Hello doctor, we have your patient, can you please put admitting orders into EPIC?
I, of course, like most doctors, wasn’t sitting by my phone waiting at a computer terminal. I explained that I would have to give orders over the phone. There was a pause.
I’m sorry doctor, new hospital policy, all orders must be placed by a physician.
I already knew that there was no use fighting it. This was just another onerous policy piling the work on the primary care physician’s back. The last time I faced this situation the nursing supervisor couldn’t have been more clear.

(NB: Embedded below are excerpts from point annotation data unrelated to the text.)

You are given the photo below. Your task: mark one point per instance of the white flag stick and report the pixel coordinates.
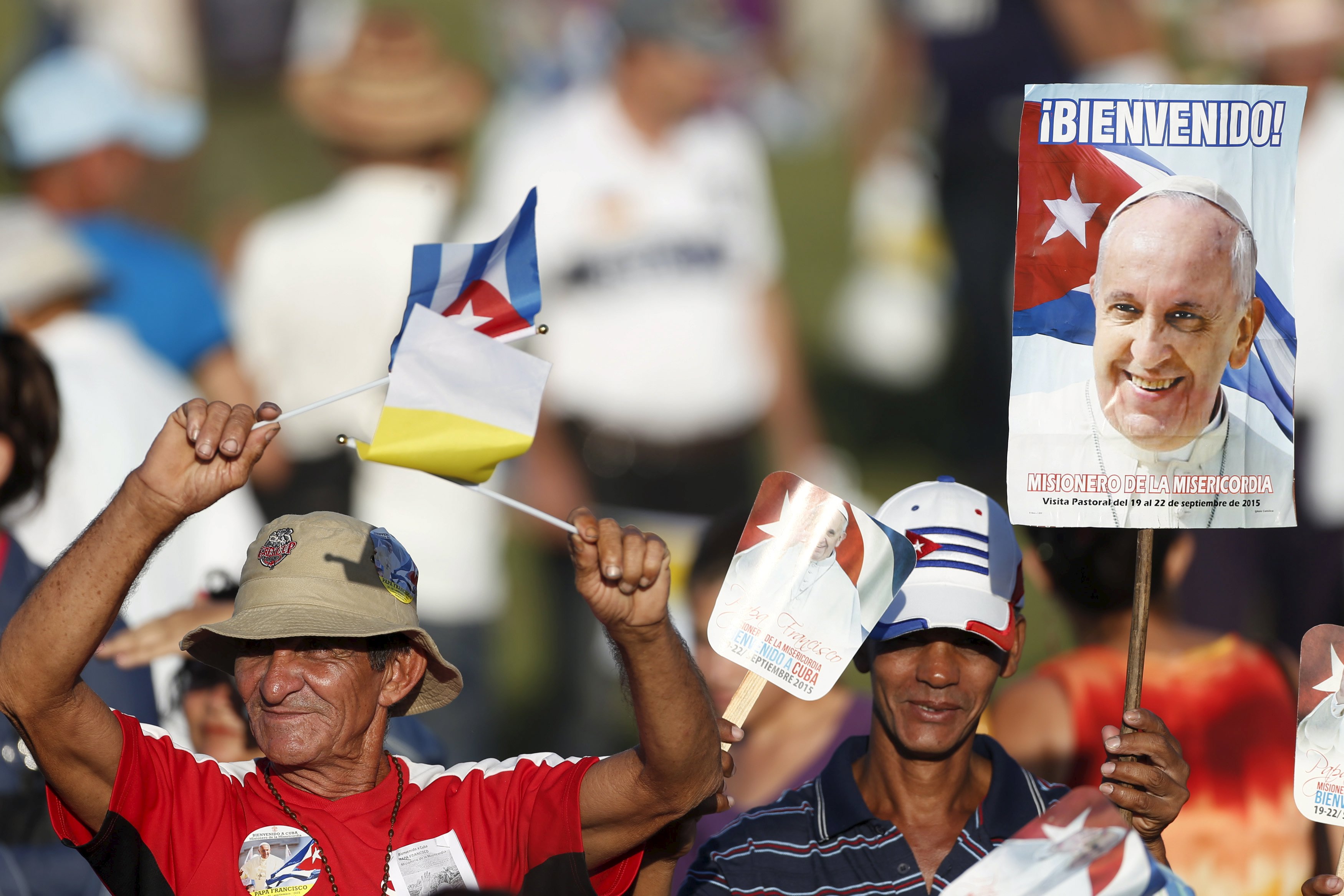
(518, 505)
(324, 402)
(503, 499)
(330, 399)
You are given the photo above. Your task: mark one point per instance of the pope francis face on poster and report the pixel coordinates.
(1174, 305)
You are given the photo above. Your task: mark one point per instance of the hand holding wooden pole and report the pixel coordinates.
(1137, 633)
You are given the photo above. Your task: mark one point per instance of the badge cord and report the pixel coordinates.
(1139, 637)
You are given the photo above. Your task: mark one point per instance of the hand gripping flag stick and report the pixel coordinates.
(1137, 634)
(507, 338)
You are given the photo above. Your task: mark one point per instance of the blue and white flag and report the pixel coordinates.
(491, 288)
(304, 867)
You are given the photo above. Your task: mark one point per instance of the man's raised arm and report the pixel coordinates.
(627, 798)
(204, 453)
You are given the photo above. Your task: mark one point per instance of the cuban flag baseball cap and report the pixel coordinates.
(73, 100)
(968, 573)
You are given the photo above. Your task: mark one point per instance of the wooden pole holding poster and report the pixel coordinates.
(1137, 633)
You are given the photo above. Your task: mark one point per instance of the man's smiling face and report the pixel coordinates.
(1169, 320)
(930, 687)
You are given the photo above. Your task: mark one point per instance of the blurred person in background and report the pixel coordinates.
(83, 134)
(956, 73)
(659, 254)
(1295, 578)
(318, 295)
(113, 398)
(790, 739)
(1241, 833)
(31, 858)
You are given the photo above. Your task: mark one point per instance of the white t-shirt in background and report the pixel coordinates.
(654, 260)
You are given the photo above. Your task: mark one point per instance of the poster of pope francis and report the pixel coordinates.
(1154, 334)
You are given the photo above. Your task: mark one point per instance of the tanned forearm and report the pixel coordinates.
(73, 735)
(677, 765)
(679, 742)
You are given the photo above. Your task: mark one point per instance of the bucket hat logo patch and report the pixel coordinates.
(396, 569)
(279, 546)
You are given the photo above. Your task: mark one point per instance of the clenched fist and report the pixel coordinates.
(621, 573)
(204, 453)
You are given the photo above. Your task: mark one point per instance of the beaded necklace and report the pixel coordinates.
(322, 853)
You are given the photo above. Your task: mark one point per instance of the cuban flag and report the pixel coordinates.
(491, 288)
(1080, 847)
(1068, 194)
(304, 867)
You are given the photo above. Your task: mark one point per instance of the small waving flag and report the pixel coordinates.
(491, 288)
(1080, 847)
(457, 401)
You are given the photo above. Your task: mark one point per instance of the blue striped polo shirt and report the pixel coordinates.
(823, 840)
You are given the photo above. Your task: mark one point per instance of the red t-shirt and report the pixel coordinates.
(185, 824)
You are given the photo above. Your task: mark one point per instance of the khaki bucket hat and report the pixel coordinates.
(327, 575)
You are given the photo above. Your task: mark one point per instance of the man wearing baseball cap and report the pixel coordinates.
(326, 647)
(924, 797)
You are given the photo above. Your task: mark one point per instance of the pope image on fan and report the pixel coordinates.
(799, 571)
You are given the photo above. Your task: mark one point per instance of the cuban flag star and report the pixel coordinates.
(491, 288)
(304, 867)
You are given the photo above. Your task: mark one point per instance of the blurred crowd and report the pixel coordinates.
(790, 221)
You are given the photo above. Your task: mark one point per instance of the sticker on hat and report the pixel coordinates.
(396, 569)
(279, 860)
(279, 546)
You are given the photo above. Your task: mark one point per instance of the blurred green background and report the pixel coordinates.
(257, 156)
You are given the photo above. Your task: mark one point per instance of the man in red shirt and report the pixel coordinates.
(326, 647)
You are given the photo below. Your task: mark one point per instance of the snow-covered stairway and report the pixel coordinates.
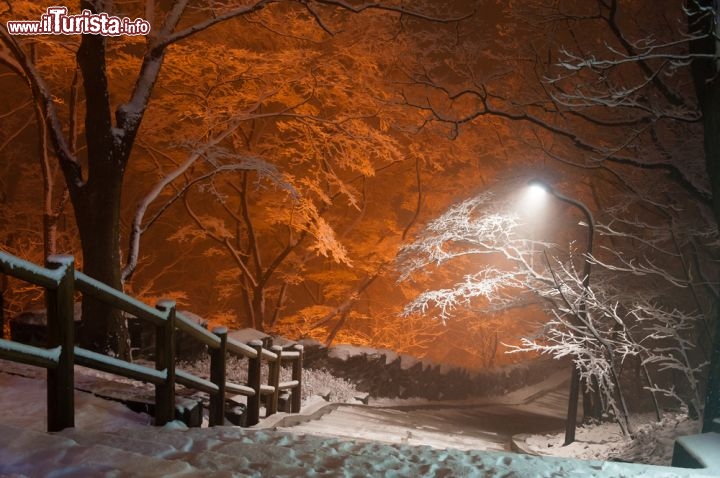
(233, 451)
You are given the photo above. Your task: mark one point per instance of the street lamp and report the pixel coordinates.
(536, 189)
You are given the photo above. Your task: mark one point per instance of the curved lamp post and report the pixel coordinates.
(539, 187)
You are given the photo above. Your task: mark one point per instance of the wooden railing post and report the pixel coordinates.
(296, 393)
(165, 360)
(61, 333)
(217, 376)
(254, 370)
(274, 380)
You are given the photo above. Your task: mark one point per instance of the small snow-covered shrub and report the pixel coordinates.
(334, 389)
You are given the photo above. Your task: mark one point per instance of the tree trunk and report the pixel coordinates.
(97, 210)
(707, 88)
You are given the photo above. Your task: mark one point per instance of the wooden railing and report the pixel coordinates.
(60, 281)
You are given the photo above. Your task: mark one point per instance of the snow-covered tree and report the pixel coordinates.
(645, 303)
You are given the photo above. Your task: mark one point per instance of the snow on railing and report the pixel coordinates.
(61, 280)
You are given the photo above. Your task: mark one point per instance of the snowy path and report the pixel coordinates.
(483, 425)
(111, 441)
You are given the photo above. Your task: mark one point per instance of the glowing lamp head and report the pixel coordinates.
(534, 196)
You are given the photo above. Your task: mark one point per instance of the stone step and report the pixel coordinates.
(22, 451)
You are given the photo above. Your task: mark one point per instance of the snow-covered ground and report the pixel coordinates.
(653, 442)
(109, 440)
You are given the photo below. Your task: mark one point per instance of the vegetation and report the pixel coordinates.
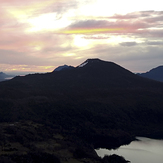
(64, 115)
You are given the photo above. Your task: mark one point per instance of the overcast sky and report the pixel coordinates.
(39, 35)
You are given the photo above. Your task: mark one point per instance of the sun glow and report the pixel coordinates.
(79, 41)
(91, 31)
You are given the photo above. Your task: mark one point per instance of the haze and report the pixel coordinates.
(39, 35)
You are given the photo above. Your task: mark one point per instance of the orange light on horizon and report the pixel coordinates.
(91, 31)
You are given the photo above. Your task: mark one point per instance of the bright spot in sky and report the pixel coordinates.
(47, 22)
(79, 41)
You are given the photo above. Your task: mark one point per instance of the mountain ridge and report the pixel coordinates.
(96, 104)
(155, 74)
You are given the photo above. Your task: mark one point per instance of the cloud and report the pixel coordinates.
(155, 43)
(128, 43)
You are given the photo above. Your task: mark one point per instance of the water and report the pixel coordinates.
(144, 151)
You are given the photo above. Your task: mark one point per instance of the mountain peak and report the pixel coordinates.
(64, 67)
(89, 61)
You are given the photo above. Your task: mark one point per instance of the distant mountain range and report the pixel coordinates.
(64, 67)
(155, 74)
(4, 76)
(67, 113)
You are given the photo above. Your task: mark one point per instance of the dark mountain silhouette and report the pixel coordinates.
(64, 67)
(155, 74)
(96, 104)
(4, 76)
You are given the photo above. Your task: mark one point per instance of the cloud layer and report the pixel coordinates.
(38, 35)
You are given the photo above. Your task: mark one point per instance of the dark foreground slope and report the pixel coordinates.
(68, 113)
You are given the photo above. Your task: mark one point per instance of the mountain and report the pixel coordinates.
(155, 74)
(64, 67)
(69, 113)
(4, 76)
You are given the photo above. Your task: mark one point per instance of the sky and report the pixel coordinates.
(39, 35)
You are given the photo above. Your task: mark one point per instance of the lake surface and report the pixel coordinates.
(144, 151)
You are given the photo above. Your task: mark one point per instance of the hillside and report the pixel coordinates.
(155, 74)
(98, 104)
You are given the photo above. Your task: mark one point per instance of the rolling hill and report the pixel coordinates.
(155, 74)
(97, 103)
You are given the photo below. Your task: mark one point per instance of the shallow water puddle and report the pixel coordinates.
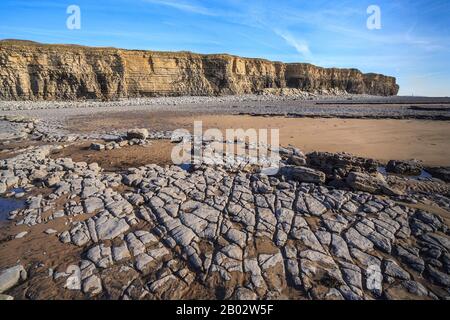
(10, 204)
(423, 175)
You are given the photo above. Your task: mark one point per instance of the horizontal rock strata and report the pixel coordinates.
(35, 71)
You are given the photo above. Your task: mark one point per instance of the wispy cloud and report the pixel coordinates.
(300, 45)
(183, 6)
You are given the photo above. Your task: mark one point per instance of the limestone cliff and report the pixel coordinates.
(32, 71)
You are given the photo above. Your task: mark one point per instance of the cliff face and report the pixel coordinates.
(31, 71)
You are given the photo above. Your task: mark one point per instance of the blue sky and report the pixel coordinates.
(413, 43)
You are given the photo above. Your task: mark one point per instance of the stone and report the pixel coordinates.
(50, 231)
(355, 239)
(20, 235)
(97, 146)
(364, 182)
(245, 294)
(111, 228)
(442, 173)
(339, 247)
(100, 255)
(11, 277)
(190, 76)
(303, 174)
(339, 165)
(92, 204)
(92, 285)
(137, 134)
(392, 269)
(120, 252)
(412, 167)
(410, 259)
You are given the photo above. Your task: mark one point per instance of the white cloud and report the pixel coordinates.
(183, 6)
(300, 45)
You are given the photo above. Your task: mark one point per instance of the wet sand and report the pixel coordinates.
(382, 139)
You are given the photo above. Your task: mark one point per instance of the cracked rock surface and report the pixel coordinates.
(154, 232)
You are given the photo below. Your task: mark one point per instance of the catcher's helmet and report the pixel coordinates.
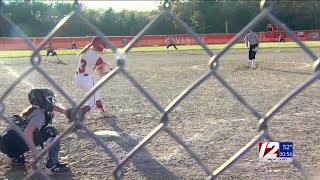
(44, 98)
(98, 43)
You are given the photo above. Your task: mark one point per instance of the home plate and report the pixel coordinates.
(106, 134)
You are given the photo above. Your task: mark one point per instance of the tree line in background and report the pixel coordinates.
(37, 18)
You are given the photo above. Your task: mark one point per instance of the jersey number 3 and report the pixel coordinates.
(83, 65)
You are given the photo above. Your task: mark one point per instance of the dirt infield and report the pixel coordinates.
(210, 119)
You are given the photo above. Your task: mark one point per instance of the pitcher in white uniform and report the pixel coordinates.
(89, 62)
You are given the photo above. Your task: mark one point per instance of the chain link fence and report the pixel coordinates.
(36, 60)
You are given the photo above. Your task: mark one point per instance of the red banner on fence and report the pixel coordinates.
(157, 40)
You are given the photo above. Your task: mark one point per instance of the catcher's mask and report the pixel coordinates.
(44, 98)
(98, 43)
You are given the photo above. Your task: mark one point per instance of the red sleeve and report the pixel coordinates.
(99, 62)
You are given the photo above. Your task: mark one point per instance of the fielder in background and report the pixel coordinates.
(252, 39)
(171, 42)
(35, 122)
(89, 62)
(281, 38)
(73, 45)
(50, 50)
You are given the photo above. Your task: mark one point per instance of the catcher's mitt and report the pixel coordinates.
(74, 116)
(255, 49)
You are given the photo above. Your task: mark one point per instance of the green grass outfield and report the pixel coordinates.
(28, 53)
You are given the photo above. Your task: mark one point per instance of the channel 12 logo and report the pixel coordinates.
(275, 151)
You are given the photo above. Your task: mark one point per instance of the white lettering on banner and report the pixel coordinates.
(184, 39)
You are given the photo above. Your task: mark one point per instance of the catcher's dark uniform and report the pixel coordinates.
(51, 50)
(73, 45)
(40, 114)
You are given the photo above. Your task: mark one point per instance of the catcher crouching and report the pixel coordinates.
(36, 124)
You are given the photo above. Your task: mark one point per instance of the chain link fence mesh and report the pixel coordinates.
(36, 60)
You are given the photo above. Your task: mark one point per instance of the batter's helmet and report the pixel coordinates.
(98, 43)
(44, 98)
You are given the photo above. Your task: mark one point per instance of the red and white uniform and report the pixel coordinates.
(89, 61)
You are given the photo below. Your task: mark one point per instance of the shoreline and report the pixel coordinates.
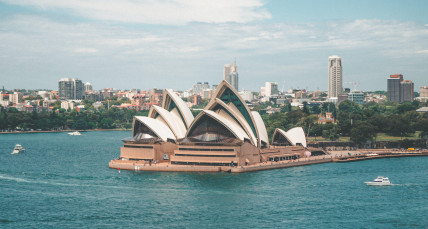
(335, 156)
(61, 131)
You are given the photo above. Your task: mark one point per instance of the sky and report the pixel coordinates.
(175, 43)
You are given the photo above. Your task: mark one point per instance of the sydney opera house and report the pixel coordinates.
(225, 136)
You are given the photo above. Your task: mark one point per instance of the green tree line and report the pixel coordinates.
(12, 119)
(359, 122)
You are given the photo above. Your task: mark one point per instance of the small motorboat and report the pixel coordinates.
(379, 181)
(18, 148)
(75, 133)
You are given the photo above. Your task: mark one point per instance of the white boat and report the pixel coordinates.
(379, 181)
(18, 148)
(75, 133)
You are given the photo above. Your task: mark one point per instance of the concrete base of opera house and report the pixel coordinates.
(334, 156)
(167, 167)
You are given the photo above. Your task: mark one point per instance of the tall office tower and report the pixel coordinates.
(198, 88)
(70, 89)
(334, 76)
(406, 91)
(230, 74)
(393, 87)
(423, 91)
(271, 89)
(88, 86)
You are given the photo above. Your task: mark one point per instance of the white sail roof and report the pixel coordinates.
(184, 112)
(295, 136)
(261, 128)
(234, 112)
(158, 127)
(232, 126)
(228, 95)
(174, 123)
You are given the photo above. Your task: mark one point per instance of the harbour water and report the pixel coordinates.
(63, 181)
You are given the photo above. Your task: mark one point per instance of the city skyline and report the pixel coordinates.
(43, 41)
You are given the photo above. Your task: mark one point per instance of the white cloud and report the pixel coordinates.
(175, 12)
(101, 53)
(86, 50)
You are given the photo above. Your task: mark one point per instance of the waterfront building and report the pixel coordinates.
(94, 95)
(207, 93)
(196, 99)
(16, 97)
(300, 94)
(326, 118)
(335, 87)
(230, 74)
(225, 135)
(399, 90)
(70, 89)
(88, 86)
(67, 105)
(423, 94)
(423, 91)
(406, 90)
(247, 95)
(199, 87)
(271, 89)
(108, 93)
(356, 96)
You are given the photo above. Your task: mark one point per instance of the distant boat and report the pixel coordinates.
(18, 148)
(75, 133)
(379, 181)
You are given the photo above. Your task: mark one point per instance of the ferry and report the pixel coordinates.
(379, 181)
(18, 148)
(75, 133)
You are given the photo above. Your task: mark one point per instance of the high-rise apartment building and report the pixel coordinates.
(423, 91)
(88, 86)
(70, 89)
(230, 74)
(334, 76)
(199, 87)
(271, 89)
(393, 87)
(407, 88)
(399, 90)
(356, 96)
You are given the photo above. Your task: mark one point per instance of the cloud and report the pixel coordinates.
(177, 56)
(169, 12)
(86, 50)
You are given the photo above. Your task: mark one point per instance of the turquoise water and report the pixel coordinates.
(64, 181)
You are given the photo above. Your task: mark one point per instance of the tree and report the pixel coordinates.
(363, 132)
(106, 123)
(307, 122)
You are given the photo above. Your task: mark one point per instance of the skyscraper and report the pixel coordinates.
(230, 74)
(393, 87)
(271, 89)
(399, 90)
(70, 89)
(88, 86)
(334, 76)
(406, 90)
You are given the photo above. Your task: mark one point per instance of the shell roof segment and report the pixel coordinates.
(295, 136)
(171, 101)
(158, 127)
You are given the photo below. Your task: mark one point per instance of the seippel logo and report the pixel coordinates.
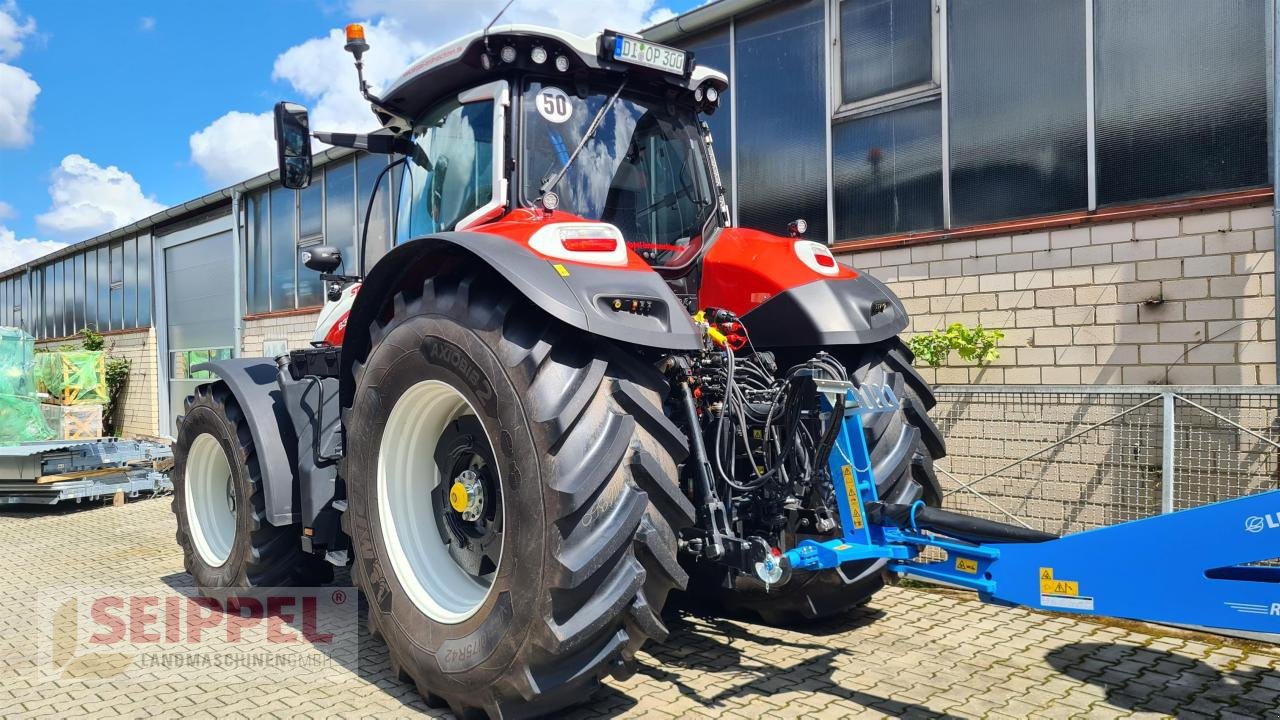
(1258, 523)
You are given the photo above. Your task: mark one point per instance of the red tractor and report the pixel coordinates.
(570, 388)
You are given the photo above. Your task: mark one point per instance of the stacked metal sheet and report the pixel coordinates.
(46, 473)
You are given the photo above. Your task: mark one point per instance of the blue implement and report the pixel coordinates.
(1196, 566)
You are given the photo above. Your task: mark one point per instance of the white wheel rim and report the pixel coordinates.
(406, 475)
(210, 496)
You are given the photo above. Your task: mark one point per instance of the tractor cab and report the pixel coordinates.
(521, 124)
(602, 128)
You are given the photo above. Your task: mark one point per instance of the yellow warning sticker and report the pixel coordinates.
(1069, 588)
(851, 490)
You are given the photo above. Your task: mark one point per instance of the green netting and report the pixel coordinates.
(21, 419)
(76, 377)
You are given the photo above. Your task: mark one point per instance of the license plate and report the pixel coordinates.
(649, 55)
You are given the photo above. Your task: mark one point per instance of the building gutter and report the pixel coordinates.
(699, 19)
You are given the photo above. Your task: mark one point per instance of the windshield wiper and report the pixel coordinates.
(590, 132)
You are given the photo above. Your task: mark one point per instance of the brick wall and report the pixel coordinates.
(1184, 300)
(295, 329)
(140, 411)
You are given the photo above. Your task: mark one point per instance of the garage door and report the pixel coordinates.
(200, 300)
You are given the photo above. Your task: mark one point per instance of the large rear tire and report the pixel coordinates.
(225, 540)
(576, 454)
(903, 447)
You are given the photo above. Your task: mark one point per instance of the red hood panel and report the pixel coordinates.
(744, 268)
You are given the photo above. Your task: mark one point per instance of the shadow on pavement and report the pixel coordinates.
(716, 646)
(1144, 679)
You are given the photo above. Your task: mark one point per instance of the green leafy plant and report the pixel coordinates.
(931, 349)
(117, 378)
(977, 345)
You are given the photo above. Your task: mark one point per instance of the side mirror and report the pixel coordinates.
(321, 259)
(293, 145)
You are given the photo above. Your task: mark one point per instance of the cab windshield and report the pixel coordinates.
(644, 171)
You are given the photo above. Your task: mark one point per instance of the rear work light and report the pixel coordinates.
(597, 244)
(817, 256)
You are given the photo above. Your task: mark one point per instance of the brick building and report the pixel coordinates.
(1088, 176)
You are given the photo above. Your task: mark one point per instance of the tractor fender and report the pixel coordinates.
(826, 313)
(252, 383)
(575, 294)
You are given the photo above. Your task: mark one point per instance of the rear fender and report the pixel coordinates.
(252, 383)
(575, 294)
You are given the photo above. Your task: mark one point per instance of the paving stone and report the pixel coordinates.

If you don’t like it, use the hospitalists!
I explained that I wouldn’t be able to sign on to EPIC for a couple of hours, and told her I would call back. When violin practice was over and the kids were tucked sleepily in bed, I signed on to the EMR to admit the patient. Browsing the med list in the computer, I quickly realized that the ER staff hadn’t reconciled the medicines correctly. The list on record was outdated by years, a remnant from the last admission. But since that time the patient had stayed at a nursing home and had several changes. Sitting in my office at the house, I had no way of knowing the right doses.
So now I had to call back to the medical floor, have the nurse rustle through the paper chart and find the medicine list from the nursing home. Then, because she was not allowed to enter the orders herself, she had to read off all twenty medications and wait while I entered them one by one into the computer. It took forty five minutes in all. Forty five minutes in which neither the floor nurse nor I were actually taking care of patients.
Now it’s safe to say, we wouldn’t have had this problem if the nurse or physician had reconciled the meds correctly in the ER (like they were supposed to). I could have just pointed and clicked. But they don’t have enough time either! They can barely appropriately accomplish their jobs.
As the parade of health care reform travels on and the electronic revolution continues, our most valuable and scarce resources are asked to carry the largest load. And we all know that there isn’t going to be a physician uprising. This is my new reality.
How can I, a physician responsible for twenty five hundred people, spend an extra hour on nonclinical administrative work for each admission? Maybe I could handle that kind of workload if I was taking care of a patient population a tenth of the size.
There’s an idea.
Jordan Grumet is an internal medicine physician who blogs at In My Humble Opinion.